Отсюда внутренняя связь сказочного сюжетосложения и иронического слога, традиционализма и пересмешничества, установки на доселе не виданное и игры с готовыми литературными формами. В романе Успенского — исключая вставные «устареллы» — в основном обыгрываются сказочные мотивы, хотя есть там и «современность-древность» конца XX века, и смешной романтический индивидуалист — лермонтовско-врубелевский Демон, у которого даже совесть просыпается, и философическая китайщина. В романе соавторском чисто сказочного антуража меньше (как меньше прямого «скоморошьего» комизма; есть и жемчужины; дорогого стоит, к примеру, реакция героя на некий мистико-фашистский трактат: «А, «Обретенный Грааль» <…> Читали. Гвидо фон Лист. Бей жидов, спасай масонов»), там в ход идет другой материал: современные триллеры и фэнтэзи, детективы и квазимистика, историко-литературные анекдоты и ужастики. Плохо ориентируясь в масскульте, я часто не могу догадаться, где заимствование, а где виртуозное ироничное цитирование, хотя понимаю, что Лазарчук с Успенским много что взяли из общего мотивно-антуражного фонда массовой (и не только массовой) культуры конца XX века (дочеловеческая цивилизация ящеров, эликсир вечной жизни, зомби, тайный союз избранников, пресекновение опасных тенденций научно-технического «прогресса», борьба магов, поиски Шамбалы и Грааля, фашистская и коммунистическая мистика, сражения в антарктическом подземелье, сверхоружие, тайная дипломатия и т. п.).
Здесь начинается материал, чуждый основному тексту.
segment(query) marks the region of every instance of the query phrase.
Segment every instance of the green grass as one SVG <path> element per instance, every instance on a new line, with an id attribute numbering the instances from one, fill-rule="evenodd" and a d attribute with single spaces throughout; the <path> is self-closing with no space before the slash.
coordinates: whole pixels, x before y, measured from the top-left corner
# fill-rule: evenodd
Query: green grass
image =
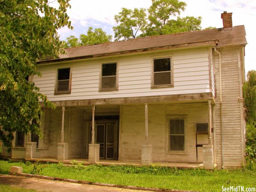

Взять-то взяли, но с вязким (подчас ядовитым) этим месивом разобрались по-человечески. Служителями его не стали. Даже на соблазн избранничества не поддались. В первую очередь потому, что нашли героя.
Странники-змееборцы в «Там, где нас нет» поддерживают себя и друг друга сказками и песнями. («»Что это вы поете такое, сэр Джихар?! — спрашивает побратима Принц. — И вообще — о чем эта песня? В чем ее смысл?» — «Меньше смысла — больше душевности», — объяснил Жихарь».) Герой «Посмотри в глаза чудовищ» — великий поэт, которому запрещено писать стихи и предоставлена возможность поэтически противодействовать чудовищному бытию нашего столетия. Совершать подвиги. Побеждать зло. На миг делать сказку былью. Тот, кто послужил Яну Флемингу прообразом Джеймса Бонда, тот, кто разгадал психологическую игру Агаты Кристи (выступающей в качестве детектива на корабле, где вдруг исчезла одна пассажирка и подозреваются все остальные), тот, кто закорешился с чикагским гангстером, позднее рванувшим в миллиардеры, тот, кто не дал немецкой и советской командам, посланным на захват Шамбалы, перестрелять друг друга, тот, кто партизанил в Отечественную и защищал свободу в Будапеште 1956-го, брезгливо созерцал трагикомедию первого писательского съезда и успешно ухаживал за Марлен Дитрих, а в конце концов одолел сдохших, но продолжающих изливать в мир зло ящеров, — это Николай Степанович Гумилев. Тайная организация магов «Пятый Рим» («пятый», ибо «четвертому не бывать») выкупила сверходаренного тайновидца-вещуна (он и сам не знал, каких струн касался в иных стихах), обучила всем премудростям, сделала временно бессмертным и приняла в свои ряды. Более того, когда «Пятый Рим» захирел, а его воины утратили свои волшебные свойства, поэт остался собой. Может, не только по тем причинам, что подсказывает сюжет, но и потому, что был поэтом. И хотя последние десятилетия жил просто, семейно, счастливо, но в середине 90-х откликнулся на самую обычную и самую неотклонимую просьбу — отправился на поиски похищенного ребенка. Заодно спас человечество. Как и должно быть.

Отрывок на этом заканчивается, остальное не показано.